Der Planet war ihm gänzlich unbekannt, aber das wunderte Obi-Wan nicht. Anakin und Ahsoka hatten sich seit dem Ende der Klonkriege definitiv geändert.
Während der Kriege waren sie nur selten nicht auf dem Schlachtfeld oder in der Trainingsarena zu finden, doch nach den Erfahrungen und Erlebnissen war es vermutlich ihre einzige sinnvolle Option, sich erst einmal zurückzuziehen.

Als Obi-Wan aus dem Hyperraum zurück in die Unterlichtgeschwindigkeit sprang, sah er einen fast komplett in Grün getauchten Planeten.
Nur vereinzelt unterbrachen blaue Seen die fruchtbare Landschaft.
Da haben sie sich wirklich einen abgeschiedenen Ort ausgesucht, dachte sich Obi-Wan kurz, ehe er dem Signal zu seinem endgültigen Punkt folgte.
Er schloss die Augen und versuchte, Anakin oder Ahsoka durch die Macht zu erreichen.
Jede Minute würde jetzt zählen.

„Ahsoka", sagte Anakin leise, als er sah, dass die Togruta wieder zu Bewusstsein kam.
Nachdem sie ihm auf dem Feld mitgeteilt hatte, dass sie etwas Schreckliches durch die Macht spürte, konnte sie keinen Schritt weiter gehen. Es war, als hätten ihre Beine verlernt, sich zu bewegen.
Wenige Momente später brach sie dann in seinen Armen zusammen.
„Wie lange ...", begann sie zu fragen.
„Einen halben Tag", antwortete Anakin, noch immer sichtlich erleichtert, auf die nicht gestellte Frage. „Was hast du gesehen?"

Ahsoka versuchte krampfhaft, sich zu erinnern.
„Nichts. Ich spürte nur Verwüstung und Zerstörung. Doch in einem Ausmaß, das sogar noch den Moment damals übertraf, als du ..."
Sie wollte den Satz nicht beenden. Einige Male hatten sie gemeinsam über seine Entscheidung, sich dem Sith-Lord Sidious anzuschließen, gesprochen.
Als sie sah, wie er nachdenklich den Kopf von ihr abwandte, mit einem beschämten Gesichtsausdruck, wusste sie auch bereits, dass sie den Gedanken nicht weiter ausführen musste.

Es war ihm noch immer im höchsten Maße peinlich, über diese Epoche zu sprechen. Er, der Auserwählte, ließ sich aus Trauer um seine vermeintlich tote Liebe von Sidious und der dunklen Seite verführen.
Es blieb zwar anzumerken, dass niemand wusste, dass Ahsoka von den Toten zurückkehren sollte. Selbst Sidious hatte nicht damit gerechnet.
Dennoch ... selbst als sie wieder am Leben war, hatte er sie nicht gespürt. Hätte er ihr Band wieder rechtzeitig gefühlt, wären seine Gräueltaten im Tempel nie passiert.

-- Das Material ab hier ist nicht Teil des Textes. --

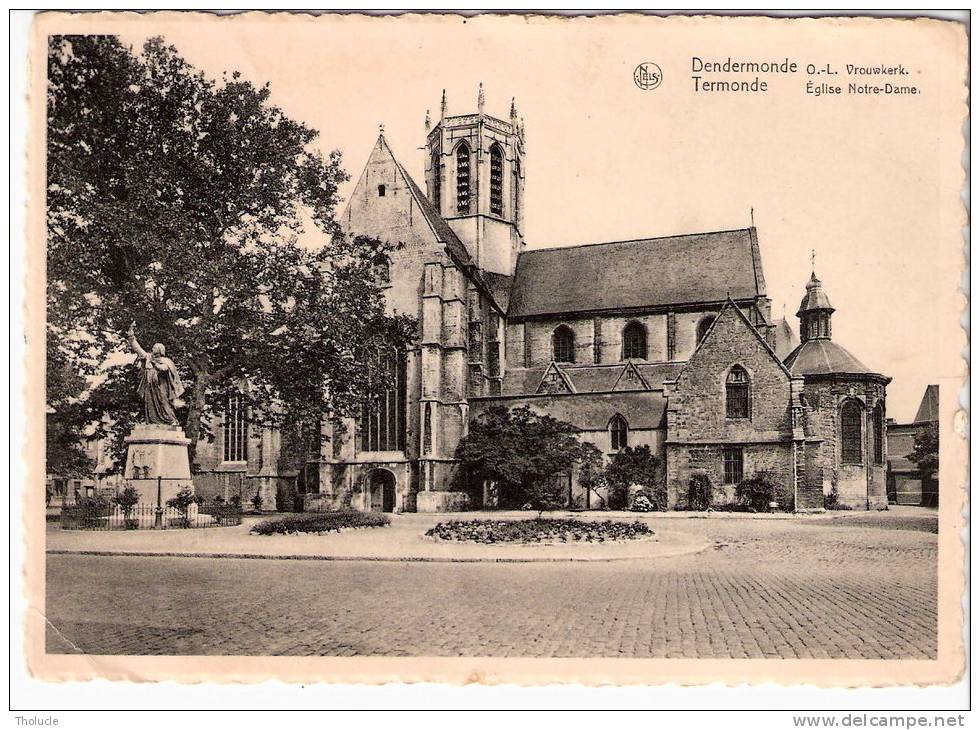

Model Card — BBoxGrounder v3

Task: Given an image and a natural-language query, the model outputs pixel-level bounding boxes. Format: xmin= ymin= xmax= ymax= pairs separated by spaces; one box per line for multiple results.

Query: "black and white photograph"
xmin=15 ymin=10 xmax=967 ymax=702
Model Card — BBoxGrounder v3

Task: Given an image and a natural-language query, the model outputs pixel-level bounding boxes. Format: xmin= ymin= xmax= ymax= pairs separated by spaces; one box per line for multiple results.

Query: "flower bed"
xmin=250 ymin=510 xmax=390 ymax=535
xmin=425 ymin=518 xmax=653 ymax=544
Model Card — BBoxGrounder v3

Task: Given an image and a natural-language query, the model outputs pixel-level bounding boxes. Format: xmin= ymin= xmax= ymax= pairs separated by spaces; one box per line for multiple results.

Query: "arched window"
xmin=725 ymin=366 xmax=750 ymax=419
xmin=359 ymin=347 xmax=408 ymax=452
xmin=622 ymin=321 xmax=647 ymax=360
xmin=377 ymin=184 xmax=386 ymax=197
xmin=552 ymin=325 xmax=575 ymax=363
xmin=512 ymin=158 xmax=521 ymax=221
xmin=430 ymin=149 xmax=441 ymax=210
xmin=841 ymin=400 xmax=864 ymax=464
xmin=873 ymin=403 xmax=885 ymax=465
xmin=609 ymin=414 xmax=629 ymax=451
xmin=223 ymin=393 xmax=247 ymax=462
xmin=455 ymin=142 xmax=471 ymax=215
xmin=697 ymin=316 xmax=716 ymax=345
xmin=489 ymin=144 xmax=504 ymax=217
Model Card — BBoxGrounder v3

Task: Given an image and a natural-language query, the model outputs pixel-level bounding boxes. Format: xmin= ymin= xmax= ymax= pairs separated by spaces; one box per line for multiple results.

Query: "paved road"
xmin=45 ymin=515 xmax=937 ymax=658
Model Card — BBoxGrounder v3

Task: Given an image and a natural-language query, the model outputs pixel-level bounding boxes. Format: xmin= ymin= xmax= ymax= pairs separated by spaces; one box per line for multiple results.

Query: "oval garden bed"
xmin=425 ymin=518 xmax=653 ymax=545
xmin=250 ymin=510 xmax=390 ymax=535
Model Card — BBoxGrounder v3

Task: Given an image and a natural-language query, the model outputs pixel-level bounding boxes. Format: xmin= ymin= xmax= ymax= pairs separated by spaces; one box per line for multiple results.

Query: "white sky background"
xmin=114 ymin=15 xmax=966 ymax=423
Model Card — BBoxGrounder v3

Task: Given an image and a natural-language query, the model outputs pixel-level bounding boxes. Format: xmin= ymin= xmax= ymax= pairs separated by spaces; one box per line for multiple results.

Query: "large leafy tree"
xmin=455 ymin=405 xmax=588 ymax=508
xmin=47 ymin=35 xmax=412 ymax=467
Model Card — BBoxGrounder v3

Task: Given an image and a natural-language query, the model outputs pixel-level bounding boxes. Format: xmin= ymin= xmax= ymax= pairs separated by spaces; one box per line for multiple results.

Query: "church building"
xmin=191 ymin=88 xmax=891 ymax=513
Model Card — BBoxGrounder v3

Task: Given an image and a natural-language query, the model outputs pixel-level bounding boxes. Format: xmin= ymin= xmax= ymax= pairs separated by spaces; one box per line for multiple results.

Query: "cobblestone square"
xmin=45 ymin=512 xmax=937 ymax=659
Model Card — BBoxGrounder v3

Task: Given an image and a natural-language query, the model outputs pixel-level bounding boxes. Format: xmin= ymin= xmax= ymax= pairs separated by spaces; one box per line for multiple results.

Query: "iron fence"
xmin=60 ymin=501 xmax=243 ymax=530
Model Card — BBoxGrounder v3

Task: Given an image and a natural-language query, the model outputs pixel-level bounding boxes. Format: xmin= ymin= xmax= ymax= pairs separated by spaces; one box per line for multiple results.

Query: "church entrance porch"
xmin=368 ymin=469 xmax=397 ymax=513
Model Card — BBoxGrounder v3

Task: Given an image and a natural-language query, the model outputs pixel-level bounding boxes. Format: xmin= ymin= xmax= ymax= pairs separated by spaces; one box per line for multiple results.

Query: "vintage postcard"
xmin=22 ymin=11 xmax=968 ymax=688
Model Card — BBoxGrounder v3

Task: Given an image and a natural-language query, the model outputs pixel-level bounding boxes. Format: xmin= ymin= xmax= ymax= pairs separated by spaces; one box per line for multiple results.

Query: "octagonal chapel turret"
xmin=424 ymin=86 xmax=525 ymax=275
xmin=783 ymin=267 xmax=891 ymax=510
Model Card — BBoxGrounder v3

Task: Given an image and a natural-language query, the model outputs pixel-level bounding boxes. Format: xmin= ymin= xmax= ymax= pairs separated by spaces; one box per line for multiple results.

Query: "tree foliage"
xmin=907 ymin=421 xmax=939 ymax=476
xmin=604 ymin=444 xmax=662 ymax=510
xmin=455 ymin=405 xmax=589 ymax=509
xmin=45 ymin=337 xmax=94 ymax=477
xmin=46 ymin=35 xmax=413 ymax=468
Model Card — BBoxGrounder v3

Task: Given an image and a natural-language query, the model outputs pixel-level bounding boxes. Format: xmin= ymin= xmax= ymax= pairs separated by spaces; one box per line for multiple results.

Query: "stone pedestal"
xmin=124 ymin=424 xmax=194 ymax=505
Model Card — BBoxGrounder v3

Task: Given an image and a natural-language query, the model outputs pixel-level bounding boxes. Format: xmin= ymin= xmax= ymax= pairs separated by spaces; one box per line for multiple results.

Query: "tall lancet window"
xmin=223 ymin=394 xmax=247 ymax=462
xmin=455 ymin=142 xmax=471 ymax=215
xmin=430 ymin=149 xmax=441 ymax=210
xmin=512 ymin=158 xmax=521 ymax=222
xmin=489 ymin=144 xmax=504 ymax=217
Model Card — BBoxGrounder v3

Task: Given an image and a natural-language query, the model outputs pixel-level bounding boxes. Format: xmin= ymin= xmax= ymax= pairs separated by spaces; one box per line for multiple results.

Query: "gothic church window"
xmin=622 ymin=321 xmax=647 ymax=360
xmin=512 ymin=158 xmax=521 ymax=222
xmin=359 ymin=348 xmax=408 ymax=452
xmin=873 ymin=403 xmax=885 ymax=465
xmin=431 ymin=150 xmax=441 ymax=210
xmin=552 ymin=325 xmax=575 ymax=363
xmin=223 ymin=393 xmax=247 ymax=462
xmin=723 ymin=446 xmax=744 ymax=484
xmin=609 ymin=414 xmax=629 ymax=451
xmin=455 ymin=142 xmax=471 ymax=215
xmin=489 ymin=144 xmax=504 ymax=217
xmin=697 ymin=316 xmax=715 ymax=345
xmin=725 ymin=366 xmax=750 ymax=419
xmin=841 ymin=400 xmax=864 ymax=464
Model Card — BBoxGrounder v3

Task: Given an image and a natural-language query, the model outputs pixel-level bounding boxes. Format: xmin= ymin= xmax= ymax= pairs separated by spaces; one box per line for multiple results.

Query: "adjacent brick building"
xmin=190 ymin=90 xmax=890 ymax=513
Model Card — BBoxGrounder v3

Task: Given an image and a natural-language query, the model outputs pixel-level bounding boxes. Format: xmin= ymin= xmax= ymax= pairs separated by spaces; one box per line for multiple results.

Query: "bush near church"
xmin=735 ymin=470 xmax=789 ymax=512
xmin=604 ymin=445 xmax=666 ymax=511
xmin=687 ymin=472 xmax=714 ymax=512
xmin=455 ymin=405 xmax=594 ymax=510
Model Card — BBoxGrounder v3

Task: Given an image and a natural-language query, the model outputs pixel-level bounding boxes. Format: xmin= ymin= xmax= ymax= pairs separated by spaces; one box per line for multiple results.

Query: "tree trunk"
xmin=183 ymin=369 xmax=210 ymax=468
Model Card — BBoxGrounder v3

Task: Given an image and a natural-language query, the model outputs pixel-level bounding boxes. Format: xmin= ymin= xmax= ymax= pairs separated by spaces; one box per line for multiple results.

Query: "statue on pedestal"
xmin=127 ymin=323 xmax=185 ymax=425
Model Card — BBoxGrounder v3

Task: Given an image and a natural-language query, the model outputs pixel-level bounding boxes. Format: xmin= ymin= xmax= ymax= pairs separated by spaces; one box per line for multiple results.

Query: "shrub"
xmin=166 ymin=487 xmax=202 ymax=516
xmin=687 ymin=473 xmax=713 ymax=511
xmin=250 ymin=510 xmax=390 ymax=535
xmin=251 ymin=492 xmax=264 ymax=511
xmin=630 ymin=494 xmax=655 ymax=512
xmin=735 ymin=470 xmax=784 ymax=511
xmin=112 ymin=485 xmax=142 ymax=528
xmin=426 ymin=518 xmax=652 ymax=544
xmin=605 ymin=445 xmax=663 ymax=510
xmin=454 ymin=405 xmax=592 ymax=509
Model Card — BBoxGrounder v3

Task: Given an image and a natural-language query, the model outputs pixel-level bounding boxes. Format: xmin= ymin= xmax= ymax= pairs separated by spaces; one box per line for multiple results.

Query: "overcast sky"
xmin=115 ymin=14 xmax=966 ymax=423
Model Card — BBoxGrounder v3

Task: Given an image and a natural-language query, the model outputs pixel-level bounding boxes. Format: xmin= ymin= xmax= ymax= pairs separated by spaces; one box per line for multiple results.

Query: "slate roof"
xmin=472 ymin=391 xmax=668 ymax=431
xmin=502 ymin=362 xmax=684 ymax=396
xmin=783 ymin=338 xmax=879 ymax=377
xmin=507 ymin=228 xmax=766 ymax=318
xmin=913 ymin=384 xmax=939 ymax=423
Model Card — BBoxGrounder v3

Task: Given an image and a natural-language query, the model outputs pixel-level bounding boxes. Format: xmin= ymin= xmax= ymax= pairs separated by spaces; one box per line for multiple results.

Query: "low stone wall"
xmin=417 ymin=491 xmax=471 ymax=512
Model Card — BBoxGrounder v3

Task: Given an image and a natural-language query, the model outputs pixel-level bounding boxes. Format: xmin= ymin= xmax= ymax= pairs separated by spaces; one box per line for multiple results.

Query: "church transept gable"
xmin=668 ymin=300 xmax=794 ymax=442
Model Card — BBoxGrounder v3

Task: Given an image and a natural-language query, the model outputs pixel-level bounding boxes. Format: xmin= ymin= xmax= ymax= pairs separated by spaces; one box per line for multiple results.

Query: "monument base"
xmin=124 ymin=424 xmax=194 ymax=505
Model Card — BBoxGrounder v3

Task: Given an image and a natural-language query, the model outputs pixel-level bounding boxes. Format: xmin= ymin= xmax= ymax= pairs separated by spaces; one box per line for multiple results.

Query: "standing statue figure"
xmin=127 ymin=323 xmax=185 ymax=425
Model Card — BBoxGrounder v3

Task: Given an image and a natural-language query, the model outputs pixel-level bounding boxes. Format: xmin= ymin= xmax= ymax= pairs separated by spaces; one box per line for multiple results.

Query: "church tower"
xmin=424 ymin=86 xmax=525 ymax=275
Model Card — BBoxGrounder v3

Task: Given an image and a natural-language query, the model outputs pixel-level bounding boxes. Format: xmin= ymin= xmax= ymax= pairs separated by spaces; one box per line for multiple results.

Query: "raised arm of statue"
xmin=128 ymin=322 xmax=148 ymax=359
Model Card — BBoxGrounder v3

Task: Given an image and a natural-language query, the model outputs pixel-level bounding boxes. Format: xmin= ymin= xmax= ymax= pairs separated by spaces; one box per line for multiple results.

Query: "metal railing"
xmin=59 ymin=476 xmax=243 ymax=530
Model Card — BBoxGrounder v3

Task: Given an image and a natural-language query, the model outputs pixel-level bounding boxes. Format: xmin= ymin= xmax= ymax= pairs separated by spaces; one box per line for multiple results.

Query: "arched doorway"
xmin=368 ymin=469 xmax=396 ymax=513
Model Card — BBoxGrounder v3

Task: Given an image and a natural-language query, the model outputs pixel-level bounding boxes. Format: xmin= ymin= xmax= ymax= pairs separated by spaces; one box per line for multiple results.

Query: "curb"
xmin=46 ymin=540 xmax=711 ymax=564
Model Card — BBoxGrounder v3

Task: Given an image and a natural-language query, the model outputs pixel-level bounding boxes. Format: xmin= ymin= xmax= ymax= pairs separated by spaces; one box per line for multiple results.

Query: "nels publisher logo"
xmin=633 ymin=62 xmax=663 ymax=90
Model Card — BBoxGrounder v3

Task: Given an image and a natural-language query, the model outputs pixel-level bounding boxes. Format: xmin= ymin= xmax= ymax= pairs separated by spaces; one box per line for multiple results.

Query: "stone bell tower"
xmin=424 ymin=85 xmax=525 ymax=275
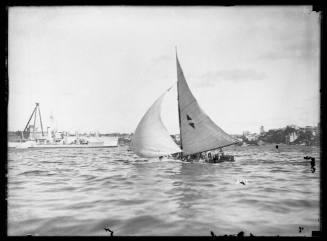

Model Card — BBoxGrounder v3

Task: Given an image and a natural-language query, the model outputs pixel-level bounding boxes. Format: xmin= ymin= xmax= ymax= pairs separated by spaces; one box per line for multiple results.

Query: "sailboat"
xmin=131 ymin=51 xmax=238 ymax=161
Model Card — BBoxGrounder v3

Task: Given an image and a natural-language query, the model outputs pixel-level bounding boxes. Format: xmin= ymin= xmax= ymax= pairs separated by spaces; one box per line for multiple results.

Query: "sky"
xmin=8 ymin=6 xmax=320 ymax=135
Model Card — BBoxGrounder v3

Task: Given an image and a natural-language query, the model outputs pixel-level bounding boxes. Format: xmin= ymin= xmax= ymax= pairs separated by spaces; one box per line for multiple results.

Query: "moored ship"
xmin=8 ymin=103 xmax=118 ymax=149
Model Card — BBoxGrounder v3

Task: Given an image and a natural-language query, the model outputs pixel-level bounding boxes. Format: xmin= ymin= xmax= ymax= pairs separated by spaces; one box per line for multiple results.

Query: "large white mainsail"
xmin=131 ymin=88 xmax=181 ymax=158
xmin=176 ymin=54 xmax=238 ymax=156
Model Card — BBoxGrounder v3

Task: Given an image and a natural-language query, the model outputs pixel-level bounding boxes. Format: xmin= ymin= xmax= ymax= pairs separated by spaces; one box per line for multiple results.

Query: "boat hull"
xmin=8 ymin=138 xmax=119 ymax=149
xmin=9 ymin=144 xmax=118 ymax=149
xmin=26 ymin=144 xmax=117 ymax=149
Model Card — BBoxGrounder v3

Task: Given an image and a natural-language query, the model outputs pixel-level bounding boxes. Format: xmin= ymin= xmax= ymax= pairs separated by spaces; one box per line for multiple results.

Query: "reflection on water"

Er schaute wieder zu Ahsoka, die mittlerweile besorgter aussah als er noch vor ein paar Minuten.
Um sie zu beruhigen, nahm er ihre Hand und legte seine Lippen auf diese. Er versuchte, optimistisch zu lächeln, mehr als gequält hochgezogene Mundwinkel brachte er allerdings nicht zustande.
Doch sie verstand, wie immer, wenn es um seine Gefühle ging.
Sie überwand die letzten Zentimeter und presste ihre Stirn an die seine. Sie fühlte seinen Puls und seine Sorge um sie war nahezu greifbar.
Genau jetzt brauchte er sie, also versuchte Ahsoka, sein Licht zu sein, welches ihn führen würde, um den Schatten in seinen Gedanken zu vertreiben.

„Danke, Snips", sagte er kurz darauf befreit.
Auch wenn sie seine Augen nicht sehen konnte, merkte sie, dass ihre Versuche, ihn nicht nur in der Gegenwart zu berühren, sondern auch in der Macht, wirksam waren.
„Gerne ... Skyguy."
Es gab eine Zeit, wo er den Spitznamen hasste, besonders wie sie ihn aussprach.
Doch so, wie sie diesen gerade betonte, fühlte es sich an, als ob sie seinen Geist mit ihrer Stimme streicheln wollte.
Als sich ihre Hände gerade ineinander falteten, wurden sie von einem Knall und einem herunterfahrenden Ionenantrieb unsanft aus ihren gemeinsamen Gedanken gerissen.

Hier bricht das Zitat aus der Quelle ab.